After a year and a half, I went to my doctor and told him, “I think something is wrong with me.” I was not over the breakup and didn’t get to a place of acceptance.

No one would believe me when I say, “I cried every night straight for two years.” I did and even writing about it hurts like hell.

In the two years of my grief, I learned there was no concrete timing when anyone got over a breakup.

For some people, they move on, and it’s easy. For others carrying on day-to-day tasks is a chore.

I remember when I would call in sick because I couldn’t be bothered to come out of my bed and face the world.

It hurts when you are stuck.

I want to say that talking to God was the only thing that got me out of those nights and days of pure suffering.

Dear God,

Please don’t let me be stuck like this forever. I need you to save me now from myself; I can’t do this anymore. Oh Lord, I need you”.

This time around, it’s been six months, and even though I don’t feel the same intense pain as I did from the last breakup, I think I need a little more time before I let anyone into my life again in a romantic way.

I will not rush being unstuck or any part of my life anymore. Whenever I have forced anything, it has always hurt me.

This may be my season to be single, to mingle and commit to me, my son and my dog.

My Therapist is right; you can start a new relationship 6 to 12 months after a breakup; take that time to grieve.

It’s also important to note that not because you might “miss” your ex means you are not over the relationship.  

We can miss our “ex” and still not want the relationship. We gave them time and love and shared a life with that person. Memories don’t go away so quickly.
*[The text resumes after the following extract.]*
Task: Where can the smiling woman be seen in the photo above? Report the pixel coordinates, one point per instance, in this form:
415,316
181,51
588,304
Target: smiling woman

How long did it take you to move on from your last relationship?


  1. Moving on is hard – one thing that helped me way back when was learning family systems and why we choose who we choose. Just a thought, I hope your healing and grieving process continues to go well

    Liked by 1 person

  2. Yes, moving on is hard. It sure comes with a challenge, but so many beautiful lessons come along the way.
    I agree with the family systems.

    Liked by 1 person

  3. I wish a set time frame were accurate regarding losing someone. However, I have learned that it can vary depending on the person and given what we had to deal with in our childhood.

    Liked by 1 person

  4. It took a nasty breakup to understand that I was dealing with specific issues, that I had a stronger attachment style and so forth. Finally, I got fed up attracting the same pain over and over again. So I knew I needed to change and heal. What has helped you with heartbreak?

    Liked by 2 people

  5. It took me a few years to feel “healed” after my divorce, we were married for a little over 20 years and together for about 25 – god help me if it took half the time of the relationship to recover! I am in a much better place emotionally and mentally now for sure.

    I worked through it with LOTS of therapy that started while we were going through the divorce until just recently – about six years of therapy – and it helped to just have a place to dump it all, all of the sordid details and ugly emotions, without any judgement.

    I didn’t really date for close to three years, I tried for a hot minute the first year and it was disastrous. I just wasn’t ready. I followed the same path you’re talking about here, I allowed myself time to heal and be “ready”. It’s still challenging and I am still cautious, but I finally feel open to the possibility. You’ll get there in your own time. ((hugs))

    Liked by 1 person

  6. Thank you for your response, it does take time to heal from a breakup.
    Have you been dating recently? If yes how is that going ?

    I recently said I was open to the idea, but wow has the dating world changes from when I was in my twenties.